Motorized compact dolly with remote control — tight footprint, precision movement. Standard for confined spaces and rapid takes.
The Lola — often also called the Lola Dolly — is one of the most practical inventions in the modern grip arsenal. You unpack it, set it up, operate it remotely. Done. No tracking, no physical exertion, no visible track in the shot. Perfect for shots where a real dolly is too large or where you need to switch in seconds.
The machine itself — a flat, compact chassis with four driven wheels, usually between 60 and 100 centimeters wide — is operated by the grip via radio or cable. The key thing is: you control the direction, speed, and often the pan of the head directly from the position where you see the monitor. This makes the Lola the ideal tool for conversations in narrow hallways, for chase scenes through apartments, or for low-angle moves under furniture. Where a Chapman or a standard dolly wouldn't even fit, the Lola still drives precisely.
In practice, you need a stable rig and a level surface — Lolas are not made for outdoor unevenness. The surface must be smooth: wooden floors, concrete, PVC sheeting. On grass or gravel, you lose control and damage the wheels. With a tracking dolly, the precision is even higher — you then drive with millimeter accuracy, for example, for close-ups or complex camera choreography with multiple moves in succession.

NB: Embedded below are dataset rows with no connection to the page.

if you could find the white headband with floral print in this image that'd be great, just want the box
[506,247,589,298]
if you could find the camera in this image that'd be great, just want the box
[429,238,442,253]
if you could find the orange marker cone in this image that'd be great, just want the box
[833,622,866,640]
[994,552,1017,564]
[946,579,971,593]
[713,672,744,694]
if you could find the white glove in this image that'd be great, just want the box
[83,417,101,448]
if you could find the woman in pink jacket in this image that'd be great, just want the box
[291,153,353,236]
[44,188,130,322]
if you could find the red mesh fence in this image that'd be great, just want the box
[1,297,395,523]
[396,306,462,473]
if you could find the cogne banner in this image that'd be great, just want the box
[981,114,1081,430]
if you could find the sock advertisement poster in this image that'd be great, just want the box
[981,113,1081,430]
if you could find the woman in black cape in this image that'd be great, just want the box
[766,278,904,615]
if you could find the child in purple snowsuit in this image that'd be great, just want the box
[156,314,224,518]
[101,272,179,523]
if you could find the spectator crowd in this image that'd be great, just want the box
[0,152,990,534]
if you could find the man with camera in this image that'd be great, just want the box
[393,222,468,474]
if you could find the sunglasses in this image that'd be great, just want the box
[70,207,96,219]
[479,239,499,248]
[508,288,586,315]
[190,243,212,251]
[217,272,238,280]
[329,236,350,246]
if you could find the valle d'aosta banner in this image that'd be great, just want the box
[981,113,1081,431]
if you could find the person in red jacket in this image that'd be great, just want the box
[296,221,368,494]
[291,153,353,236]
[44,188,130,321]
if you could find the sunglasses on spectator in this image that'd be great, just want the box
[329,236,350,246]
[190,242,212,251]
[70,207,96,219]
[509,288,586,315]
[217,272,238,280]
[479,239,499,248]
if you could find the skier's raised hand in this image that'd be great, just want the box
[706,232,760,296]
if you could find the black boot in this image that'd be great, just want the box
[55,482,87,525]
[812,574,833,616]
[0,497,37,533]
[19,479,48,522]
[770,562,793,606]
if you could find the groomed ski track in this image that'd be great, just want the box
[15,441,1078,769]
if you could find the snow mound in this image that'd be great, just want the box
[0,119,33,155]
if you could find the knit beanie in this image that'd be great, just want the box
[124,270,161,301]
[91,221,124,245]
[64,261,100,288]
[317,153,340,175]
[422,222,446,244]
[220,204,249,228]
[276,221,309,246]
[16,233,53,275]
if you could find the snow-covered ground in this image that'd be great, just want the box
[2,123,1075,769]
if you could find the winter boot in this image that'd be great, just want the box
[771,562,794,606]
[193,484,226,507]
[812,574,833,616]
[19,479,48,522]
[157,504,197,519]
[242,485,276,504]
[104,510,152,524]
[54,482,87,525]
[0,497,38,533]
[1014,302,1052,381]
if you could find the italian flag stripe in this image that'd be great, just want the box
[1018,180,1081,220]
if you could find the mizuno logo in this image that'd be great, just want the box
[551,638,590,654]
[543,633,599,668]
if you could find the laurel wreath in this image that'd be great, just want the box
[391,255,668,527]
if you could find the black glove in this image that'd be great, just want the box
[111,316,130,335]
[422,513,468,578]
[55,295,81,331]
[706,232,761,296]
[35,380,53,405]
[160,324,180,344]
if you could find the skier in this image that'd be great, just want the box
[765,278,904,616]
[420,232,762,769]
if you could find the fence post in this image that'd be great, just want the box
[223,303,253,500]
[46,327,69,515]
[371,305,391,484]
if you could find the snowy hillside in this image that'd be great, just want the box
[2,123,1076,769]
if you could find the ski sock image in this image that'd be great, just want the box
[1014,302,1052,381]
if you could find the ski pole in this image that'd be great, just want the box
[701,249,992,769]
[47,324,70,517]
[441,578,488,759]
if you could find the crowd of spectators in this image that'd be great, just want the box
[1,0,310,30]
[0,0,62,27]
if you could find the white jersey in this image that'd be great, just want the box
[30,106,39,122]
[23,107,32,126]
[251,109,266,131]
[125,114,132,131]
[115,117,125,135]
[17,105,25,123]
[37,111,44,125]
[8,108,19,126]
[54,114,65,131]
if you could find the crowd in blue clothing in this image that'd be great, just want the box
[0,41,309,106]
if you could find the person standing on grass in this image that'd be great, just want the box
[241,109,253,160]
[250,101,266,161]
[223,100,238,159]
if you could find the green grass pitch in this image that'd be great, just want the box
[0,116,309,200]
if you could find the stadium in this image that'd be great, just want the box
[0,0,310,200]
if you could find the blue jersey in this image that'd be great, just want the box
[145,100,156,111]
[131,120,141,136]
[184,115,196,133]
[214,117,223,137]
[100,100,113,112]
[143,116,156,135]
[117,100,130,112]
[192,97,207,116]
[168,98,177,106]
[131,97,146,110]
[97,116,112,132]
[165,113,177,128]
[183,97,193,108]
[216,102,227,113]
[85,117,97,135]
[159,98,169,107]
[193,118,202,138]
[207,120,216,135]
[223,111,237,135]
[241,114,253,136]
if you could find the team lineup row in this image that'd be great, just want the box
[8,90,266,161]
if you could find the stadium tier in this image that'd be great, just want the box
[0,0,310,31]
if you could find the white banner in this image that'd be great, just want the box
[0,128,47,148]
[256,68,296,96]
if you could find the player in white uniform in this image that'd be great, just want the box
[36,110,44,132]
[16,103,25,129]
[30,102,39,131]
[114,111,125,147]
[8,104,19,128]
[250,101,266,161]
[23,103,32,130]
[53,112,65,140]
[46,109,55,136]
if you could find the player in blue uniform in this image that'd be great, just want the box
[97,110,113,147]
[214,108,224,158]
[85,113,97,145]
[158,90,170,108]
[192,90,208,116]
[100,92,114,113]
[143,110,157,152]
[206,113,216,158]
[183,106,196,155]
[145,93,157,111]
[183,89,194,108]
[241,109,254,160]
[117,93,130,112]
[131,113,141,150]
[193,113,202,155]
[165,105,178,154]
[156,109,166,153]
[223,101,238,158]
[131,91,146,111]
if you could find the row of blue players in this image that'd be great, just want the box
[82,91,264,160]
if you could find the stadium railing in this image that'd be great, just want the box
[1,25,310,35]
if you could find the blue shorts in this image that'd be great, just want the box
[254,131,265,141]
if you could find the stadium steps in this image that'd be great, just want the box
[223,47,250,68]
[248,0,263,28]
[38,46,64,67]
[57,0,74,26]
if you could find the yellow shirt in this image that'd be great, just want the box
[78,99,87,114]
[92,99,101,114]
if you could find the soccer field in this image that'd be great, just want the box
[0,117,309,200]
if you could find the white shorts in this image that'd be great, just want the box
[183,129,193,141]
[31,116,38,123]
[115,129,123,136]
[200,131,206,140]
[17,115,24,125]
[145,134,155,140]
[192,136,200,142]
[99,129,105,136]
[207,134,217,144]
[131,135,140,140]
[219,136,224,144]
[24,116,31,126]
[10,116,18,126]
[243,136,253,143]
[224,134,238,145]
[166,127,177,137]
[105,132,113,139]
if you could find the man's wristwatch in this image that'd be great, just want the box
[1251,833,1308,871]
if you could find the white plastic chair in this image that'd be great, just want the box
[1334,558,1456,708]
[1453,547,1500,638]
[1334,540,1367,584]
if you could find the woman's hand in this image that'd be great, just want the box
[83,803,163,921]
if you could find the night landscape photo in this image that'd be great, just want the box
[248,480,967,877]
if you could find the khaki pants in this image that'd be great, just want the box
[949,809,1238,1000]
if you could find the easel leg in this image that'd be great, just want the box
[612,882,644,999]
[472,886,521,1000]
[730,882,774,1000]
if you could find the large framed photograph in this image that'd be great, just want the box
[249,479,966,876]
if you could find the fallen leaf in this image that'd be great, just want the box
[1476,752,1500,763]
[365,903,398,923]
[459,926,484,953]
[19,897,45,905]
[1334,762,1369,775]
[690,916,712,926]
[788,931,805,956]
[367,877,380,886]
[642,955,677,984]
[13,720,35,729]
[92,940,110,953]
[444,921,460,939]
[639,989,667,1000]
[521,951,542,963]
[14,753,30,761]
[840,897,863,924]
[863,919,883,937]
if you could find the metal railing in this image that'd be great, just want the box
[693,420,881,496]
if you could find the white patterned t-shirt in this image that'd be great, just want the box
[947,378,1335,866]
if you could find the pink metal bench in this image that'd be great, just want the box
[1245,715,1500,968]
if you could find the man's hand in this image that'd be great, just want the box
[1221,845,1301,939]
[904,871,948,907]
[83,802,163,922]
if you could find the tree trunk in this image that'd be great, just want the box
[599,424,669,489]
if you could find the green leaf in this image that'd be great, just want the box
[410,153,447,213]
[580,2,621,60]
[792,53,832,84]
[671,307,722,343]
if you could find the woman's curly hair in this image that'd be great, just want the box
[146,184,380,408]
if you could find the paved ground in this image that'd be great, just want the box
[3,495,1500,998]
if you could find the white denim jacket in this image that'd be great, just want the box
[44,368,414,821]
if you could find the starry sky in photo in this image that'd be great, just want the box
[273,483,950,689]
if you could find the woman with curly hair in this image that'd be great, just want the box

A common mistake: underestimating how fast the Lola can go. Those who don't meter the speed finely enough create jerky movements that remain visible in the final footage. Start slowly, maintain a constant speed, brake gently — that's the rule. With modern radio systems, you can also make corrections during the shot without them being visible in the image. This makes it the standard solution for documentaries and for sets where flexibility counts more than maximum image quality.
The Lola doesn't replace a manual dolly for very long or very slow moves — for that, the pusher needs skill and feel. But for anything between 2 and 15 meters of travel, for precision timing, and for saving space: it's unbeatable.